Ada banyak cara pendidikan yang dilakukan perusahaan pers atau lembaga profesi bagi wartawan atau jurnalis. Jika sekarang gencar dengan sertifikasi wartawan, maka pada masa lampau, ada program yang cukup menarik, yakni pertukaran wartawan.
Pada majalah Mimbar Penerangan edisi Tahun ke V no 3 Maret 1954, pada rubrik Pusparagam Penerangan, ditulis adanya pertukaran wartawan harian Pedoman Rakjat di Makassar dengan wartawan harian Kedaulatan Rakjat di Yogyakarta. Berita itu cukup pendek, tapi fakta yang disajikan menarik untuk didiskusikan pada era digital ini.
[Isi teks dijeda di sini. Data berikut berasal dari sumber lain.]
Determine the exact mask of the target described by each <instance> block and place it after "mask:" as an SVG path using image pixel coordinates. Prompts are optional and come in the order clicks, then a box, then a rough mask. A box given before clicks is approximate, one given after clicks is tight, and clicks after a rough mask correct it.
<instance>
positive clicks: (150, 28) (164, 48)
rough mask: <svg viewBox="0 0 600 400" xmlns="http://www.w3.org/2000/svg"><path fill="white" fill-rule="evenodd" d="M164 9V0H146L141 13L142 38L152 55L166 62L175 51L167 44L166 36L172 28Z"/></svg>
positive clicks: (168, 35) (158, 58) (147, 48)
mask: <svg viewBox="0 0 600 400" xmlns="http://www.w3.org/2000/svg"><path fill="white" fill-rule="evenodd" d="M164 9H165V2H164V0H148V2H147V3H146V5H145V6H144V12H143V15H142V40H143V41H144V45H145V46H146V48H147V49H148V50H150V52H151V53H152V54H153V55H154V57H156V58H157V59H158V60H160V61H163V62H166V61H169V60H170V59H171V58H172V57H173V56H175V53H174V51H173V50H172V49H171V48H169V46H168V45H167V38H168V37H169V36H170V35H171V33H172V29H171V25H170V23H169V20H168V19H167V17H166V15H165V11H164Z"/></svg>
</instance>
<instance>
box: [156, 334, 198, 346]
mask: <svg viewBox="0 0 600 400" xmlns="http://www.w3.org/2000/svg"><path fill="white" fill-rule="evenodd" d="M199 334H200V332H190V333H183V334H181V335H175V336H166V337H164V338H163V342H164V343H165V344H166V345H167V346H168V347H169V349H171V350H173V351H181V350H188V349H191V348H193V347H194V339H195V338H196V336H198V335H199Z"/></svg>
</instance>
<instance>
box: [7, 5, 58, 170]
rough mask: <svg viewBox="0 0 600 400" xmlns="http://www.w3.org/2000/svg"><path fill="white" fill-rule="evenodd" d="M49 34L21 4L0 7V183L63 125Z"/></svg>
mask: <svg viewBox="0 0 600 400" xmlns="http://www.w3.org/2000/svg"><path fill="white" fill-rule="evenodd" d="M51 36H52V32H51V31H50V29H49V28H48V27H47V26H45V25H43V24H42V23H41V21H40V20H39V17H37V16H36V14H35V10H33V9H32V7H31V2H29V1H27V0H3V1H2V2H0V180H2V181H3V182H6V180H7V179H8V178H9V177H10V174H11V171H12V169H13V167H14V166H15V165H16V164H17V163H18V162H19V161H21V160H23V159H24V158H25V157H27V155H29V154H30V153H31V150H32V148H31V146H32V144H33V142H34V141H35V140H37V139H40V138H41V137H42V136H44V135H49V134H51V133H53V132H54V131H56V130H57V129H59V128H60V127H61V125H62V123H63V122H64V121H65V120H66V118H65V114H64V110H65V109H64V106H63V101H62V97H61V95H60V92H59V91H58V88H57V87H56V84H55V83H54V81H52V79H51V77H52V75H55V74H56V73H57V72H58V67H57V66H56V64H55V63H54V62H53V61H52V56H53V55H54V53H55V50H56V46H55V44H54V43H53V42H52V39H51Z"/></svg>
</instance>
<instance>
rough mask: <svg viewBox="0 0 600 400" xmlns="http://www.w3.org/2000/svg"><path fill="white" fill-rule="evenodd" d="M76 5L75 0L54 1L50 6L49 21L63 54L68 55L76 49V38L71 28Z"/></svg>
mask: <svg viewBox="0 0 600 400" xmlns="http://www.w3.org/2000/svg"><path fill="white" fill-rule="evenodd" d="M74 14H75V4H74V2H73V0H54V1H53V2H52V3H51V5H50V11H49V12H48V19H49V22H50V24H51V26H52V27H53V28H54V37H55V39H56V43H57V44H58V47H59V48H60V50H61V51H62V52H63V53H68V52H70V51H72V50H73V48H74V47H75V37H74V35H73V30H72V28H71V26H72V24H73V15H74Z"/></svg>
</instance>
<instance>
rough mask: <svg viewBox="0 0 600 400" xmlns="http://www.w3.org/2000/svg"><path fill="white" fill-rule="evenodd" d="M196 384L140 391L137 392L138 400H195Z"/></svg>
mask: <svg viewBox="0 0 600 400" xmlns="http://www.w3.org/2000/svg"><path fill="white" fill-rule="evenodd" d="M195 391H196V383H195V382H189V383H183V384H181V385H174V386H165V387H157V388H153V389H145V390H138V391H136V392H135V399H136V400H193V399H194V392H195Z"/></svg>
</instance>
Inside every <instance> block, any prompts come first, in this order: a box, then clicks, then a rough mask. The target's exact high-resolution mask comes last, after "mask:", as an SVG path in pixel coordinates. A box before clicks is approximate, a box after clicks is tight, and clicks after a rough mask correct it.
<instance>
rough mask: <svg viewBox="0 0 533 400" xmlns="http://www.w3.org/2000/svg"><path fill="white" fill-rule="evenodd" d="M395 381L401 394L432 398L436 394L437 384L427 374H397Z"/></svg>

Berikut kutipan lengkapnya sebagaimana dimuat di halaman 252:
“Pada hari Sabtu tanggal 27 Februari 1954 telah berangkat ke Makassar wartawan Martono dari harian “Kedaulatan Rakjat” dan akan bekerdja selama satu bulan pada harian “Pedoman Rakjat” di Kota tersebut. Dalam pada itu, telah berangkat ke Jogja dari Makassar wartawan MAx Warrow dari harian “Pedoman Rakjat” jang akan bekerdja pada harian “Kedaulatan Rakjat” selama satu bulan djuga. Pertukaran tenaga wartawan demikian ini adalah sesuai dengan putusan Kongres PWI di Salatiga.”
Berita singkat di atas cukuplah menarik. Karena pertukaran wartawan untuk saat ini tentu saja cara yang asing, atau tidak populer. Apalagi jika untuk wartawan daerah kecil.
Pertukaran wartawan sendiri direkomendasikan dari putusan Kongres PWI di Salatiga. Kongres tersebut merupakan kongres pertama yang digelar pada 9-10 Februari 1946. Kongrres itu dengan ketua Mr. Raden Mas Soemanang Soeriowinoto.
Nah, ternyata pertukaran wartawan juga pernah dilakukan pada tahun 2010. Yakni antara wartawan Kantor BErita Nasional Malaysia (Bernama) di Kuala Lumpur, melakukan pertukaran wartawan dengan koran di Riau.
Lalu, bagaimana ya jika pertukaran wartawan dilakukan hari ini, di era digital? Masih perlukah? Atau justru karena era digital jadi makin diperlukan pertukaran wartawan agar makin kuat keterampilan reportasenya?